DatasetIterator API#

class ray.data.DatasetIterator[source]#

An iterator for reading items from a Dataset or DatasetPipeline.

For Datasets, each iteration call represents a complete read of all items in the Dataset. For DatasetPipelines, each iteration call represents one pass (epoch) over the base Dataset.

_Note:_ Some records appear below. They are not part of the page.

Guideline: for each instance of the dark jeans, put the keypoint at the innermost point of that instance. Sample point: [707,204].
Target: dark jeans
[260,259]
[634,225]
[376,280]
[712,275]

Note that for DatasetPipelines, each pass iterates over the original Dataset, instead of a window (if .window() was used).

If using Ray AIR, each trainer actor should get its own iterator by calling session.get_dataset_shard("train").

Examples

>>> import ray
>>> ds = ray.data.range(5)
>>> ds
Dataset(num_blocks=5, num_rows=5, schema=<class 'int'>)
>>> ds.iterator()
DatasetIterator(Dataset(num_blocks=5, num_rows=5, schema=<class 'int'>))
>>> ds = ds.repeat(); ds
DatasetPipeline(num_windows=inf, num_stages=2)
>>> ds.iterator()
DatasetIterator(DatasetPipeline(num_windows=inf, num_stages=2))

Tip

For debugging purposes, use make_local_dataset_iterator() to create a local DatasetIterator from a Dataset, a Preprocessor, and a DatasetConfig.

PublicAPI (beta): This API is in beta and may change before becoming stable.

DatasetIterator.iter_batches(*[, ...])

Return a local batched iterator over the dataset.

DatasetIterator.iter_torch_batches(*[, ...])

Return a local batched iterator of Torch Tensors over the dataset.

DatasetIterator.to_tf(feature_columns, ...)

Return a TF Dataset over this dataset.

DatasetIterator.stats()

Returns a string containing execution timing information.